A tight budget in '89, too

Like Old Mother Hubbard of nursery rhyme fame, Lt. Gov. Evelyn Murphy may find an empty cupboard if she moves into the Massachusetts executive suite next January. And there may not be much she can do about it, except to initiate what could be a whopping tax boost or massive cuts in state spending - or both.

Neither the governor nor state legislative leaders are ignoring what forecasters now say could be a $414 million shortfall in the state budget for the year ending June 30. But their baling-wire and chewing-gum solution for this year does nothing to put fiscal 1989 in balance.

Impartial observers close to the revenue scene say they doubt the state can make it very far into next year without major tax boosts.

Part of the worsening Massachusetts revenue picture has been painted by tax loopholes, like the one upheld June 9 by the state Supreme Court that allows businesses to deduct out-of-state losses from taxable income earned in the commonwealth.

But much of what has happened can also be traced to the state's living beyond its means while basking in economic prosperity during much of the past decade. State fiscal leaders and lawmakers have largely ignored warnings of stormy days ahead from independent watchdog groups such as the highly respected Massachusetts Taxpayers Foundation (MTF).

The shortfall for this year, which just two months ago was forecast at $77 million, has climbed to more than $400 million. Included is the corporate tax loophole that alone could force the state to shell out $92 million in rebates.

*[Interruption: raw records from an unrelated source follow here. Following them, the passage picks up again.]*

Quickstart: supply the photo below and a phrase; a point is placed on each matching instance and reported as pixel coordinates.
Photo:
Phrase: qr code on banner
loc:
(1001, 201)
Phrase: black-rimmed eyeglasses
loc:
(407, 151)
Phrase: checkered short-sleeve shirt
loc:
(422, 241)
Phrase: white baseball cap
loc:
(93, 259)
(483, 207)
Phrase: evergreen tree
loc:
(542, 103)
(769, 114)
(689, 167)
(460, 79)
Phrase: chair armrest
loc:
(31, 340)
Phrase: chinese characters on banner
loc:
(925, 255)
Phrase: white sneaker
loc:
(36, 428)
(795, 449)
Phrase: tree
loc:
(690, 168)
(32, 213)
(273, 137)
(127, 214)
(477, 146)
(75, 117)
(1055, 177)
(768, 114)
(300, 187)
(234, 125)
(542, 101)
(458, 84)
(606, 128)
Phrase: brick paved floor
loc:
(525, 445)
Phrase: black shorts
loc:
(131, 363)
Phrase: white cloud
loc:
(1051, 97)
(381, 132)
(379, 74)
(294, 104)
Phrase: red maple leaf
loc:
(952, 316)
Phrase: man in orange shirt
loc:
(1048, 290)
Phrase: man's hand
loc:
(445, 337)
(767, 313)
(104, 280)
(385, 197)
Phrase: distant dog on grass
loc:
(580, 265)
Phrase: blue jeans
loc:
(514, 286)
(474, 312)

Whether new taxes will be needed early next year could depend on the size of the fiscal 1989 budget. The $11.8 billion spending package proposed by Gov. Michael Dukakis in January may be bigger than the commonwealth can afford, especially in view of scaled-down revenue projections. The measure could be $422 million out of balance, Richard Manley, the MTF's president, warned recently.

But Frank Keefe, the state secretary of administration and finance, plays down the chances of a fiscal crisis. He calls the Manley assessment ``premature'' and ``extreme.''

A major contributor to the current crisis has been inaccurate forecasts from the governor's revenue advisory board. That panel, established by law a dozen years ago at the prodding of the MTF, warned early this year that tax collections were leaner than anticipated last July, when the fiscal 1988 budget was approved.

The current situation stems, at least in part, from a spending policy keyed too much to an assumption that revenues would continue to grow. Neither the administration nor the legislature was prepared for a slowdown as they peered through rose-tinted fiscal glasses.

George Merry is a longtime observer of the Massachusetts political scene.